Line 8 x8 inches dish with heavy duty aluminum foil, leaving the foil overhang the sides. Spray aluminum foil with non-stick spray or brush with olive oil, then set aside.
Chop half of peanuts and half of almonds, remaining nuts use whole.
In large heath-proof greased bowl stir together peanuts, almonds and oats.
In a sauce pan over medium heat combine brown rice syrup and honey, simmer for 2 minutes stirring constantly. Stir in peanut butter, salt and vanilla. Remove from heat and immediately stir boiling mixture in mixed nuts. Stir well to moist all dry ingredients evenly. If the mixture is too dry and you can’t wet all the ingredients add a teaspoon of honey at the time until everything is evenly combined. If the mixture is too moist and won’t clump together add more oats.

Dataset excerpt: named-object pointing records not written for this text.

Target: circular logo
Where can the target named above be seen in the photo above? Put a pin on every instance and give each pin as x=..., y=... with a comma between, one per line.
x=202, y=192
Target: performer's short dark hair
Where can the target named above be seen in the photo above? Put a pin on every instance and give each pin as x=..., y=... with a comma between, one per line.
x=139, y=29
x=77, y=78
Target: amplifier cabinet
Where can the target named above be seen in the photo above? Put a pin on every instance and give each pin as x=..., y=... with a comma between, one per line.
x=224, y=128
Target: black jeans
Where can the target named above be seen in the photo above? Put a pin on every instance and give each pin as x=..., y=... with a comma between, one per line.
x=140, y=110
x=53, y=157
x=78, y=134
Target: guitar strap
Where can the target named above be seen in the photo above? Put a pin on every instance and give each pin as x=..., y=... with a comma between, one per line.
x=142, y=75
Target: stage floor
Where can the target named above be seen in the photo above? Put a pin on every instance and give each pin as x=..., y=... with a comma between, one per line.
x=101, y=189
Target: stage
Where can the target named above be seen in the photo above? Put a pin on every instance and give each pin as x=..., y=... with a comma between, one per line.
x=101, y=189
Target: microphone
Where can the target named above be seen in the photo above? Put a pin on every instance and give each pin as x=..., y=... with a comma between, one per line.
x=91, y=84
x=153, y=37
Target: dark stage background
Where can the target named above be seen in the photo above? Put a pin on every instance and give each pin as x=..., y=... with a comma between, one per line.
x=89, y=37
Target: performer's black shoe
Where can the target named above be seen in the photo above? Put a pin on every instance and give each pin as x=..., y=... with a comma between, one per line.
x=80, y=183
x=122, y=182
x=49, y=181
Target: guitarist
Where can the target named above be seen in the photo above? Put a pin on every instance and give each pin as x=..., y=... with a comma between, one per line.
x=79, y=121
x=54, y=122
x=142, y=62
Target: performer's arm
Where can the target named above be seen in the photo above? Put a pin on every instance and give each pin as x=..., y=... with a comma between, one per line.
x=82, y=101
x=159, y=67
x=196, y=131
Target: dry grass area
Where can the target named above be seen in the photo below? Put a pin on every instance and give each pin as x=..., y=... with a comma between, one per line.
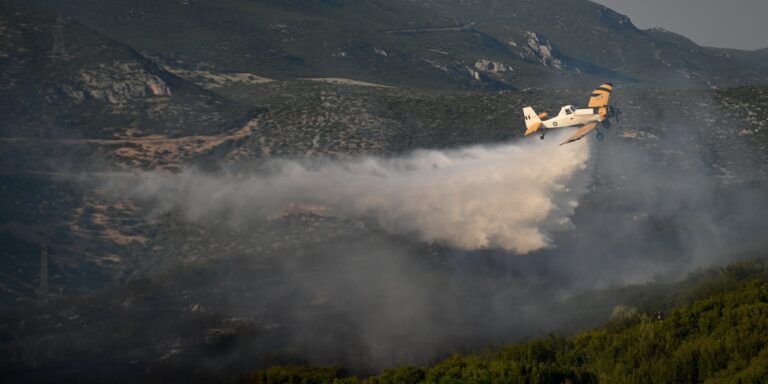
x=213, y=80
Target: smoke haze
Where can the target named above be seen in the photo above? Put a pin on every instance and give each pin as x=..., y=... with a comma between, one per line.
x=503, y=196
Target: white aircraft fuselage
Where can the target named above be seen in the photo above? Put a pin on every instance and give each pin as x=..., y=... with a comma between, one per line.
x=569, y=116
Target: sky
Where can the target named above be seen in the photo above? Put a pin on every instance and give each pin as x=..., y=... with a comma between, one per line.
x=714, y=23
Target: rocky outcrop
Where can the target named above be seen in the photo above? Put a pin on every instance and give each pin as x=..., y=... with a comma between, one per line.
x=119, y=83
x=541, y=48
x=492, y=66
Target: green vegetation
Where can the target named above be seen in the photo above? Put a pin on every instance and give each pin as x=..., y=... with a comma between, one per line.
x=722, y=337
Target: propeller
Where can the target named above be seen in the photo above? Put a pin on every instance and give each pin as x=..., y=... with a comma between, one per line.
x=615, y=113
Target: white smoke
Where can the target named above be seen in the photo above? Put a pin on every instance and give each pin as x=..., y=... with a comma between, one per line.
x=504, y=196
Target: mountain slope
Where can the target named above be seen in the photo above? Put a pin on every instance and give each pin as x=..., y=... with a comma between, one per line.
x=415, y=43
x=719, y=338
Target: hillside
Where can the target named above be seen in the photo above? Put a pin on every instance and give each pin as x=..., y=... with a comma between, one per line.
x=447, y=44
x=721, y=336
x=125, y=124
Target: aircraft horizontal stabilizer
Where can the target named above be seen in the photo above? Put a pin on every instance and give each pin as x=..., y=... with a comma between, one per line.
x=581, y=132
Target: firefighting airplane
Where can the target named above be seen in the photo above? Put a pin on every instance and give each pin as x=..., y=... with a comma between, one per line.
x=598, y=111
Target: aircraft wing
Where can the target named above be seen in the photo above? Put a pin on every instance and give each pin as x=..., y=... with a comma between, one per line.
x=581, y=132
x=601, y=96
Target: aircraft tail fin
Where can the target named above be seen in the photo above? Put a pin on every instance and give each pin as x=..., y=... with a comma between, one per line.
x=532, y=121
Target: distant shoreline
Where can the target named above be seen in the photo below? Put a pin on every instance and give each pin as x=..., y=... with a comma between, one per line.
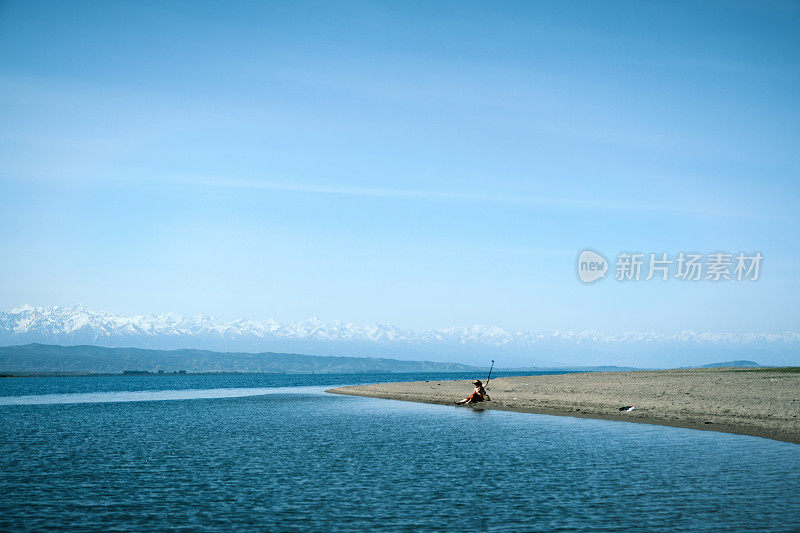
x=762, y=402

Spread the mixture in prepared dish and press firmly in the bottom. You must work quickly because it will harden fast. Cool to room temperature, then place in the fridge until completely firms.
Pull the sides of aluminum foil to lift from the dish, peal the foil and place on greased cutting board. Using a large sharp knife, cut the bars in desired shape and size.Place bars on a tray lined with greased parchment paper and place in the freezer while melting the chocolate.
Pour melted chocolate in a shallow dish. Dip each bar in melted chocolate to coat the bottom and half of sides. Transfer on parchment paper lined tray and place in the fridge or freezer until the chocolate has set.
Store in the fridge in an air-tight container up to 1 week. Freeze for longer storage.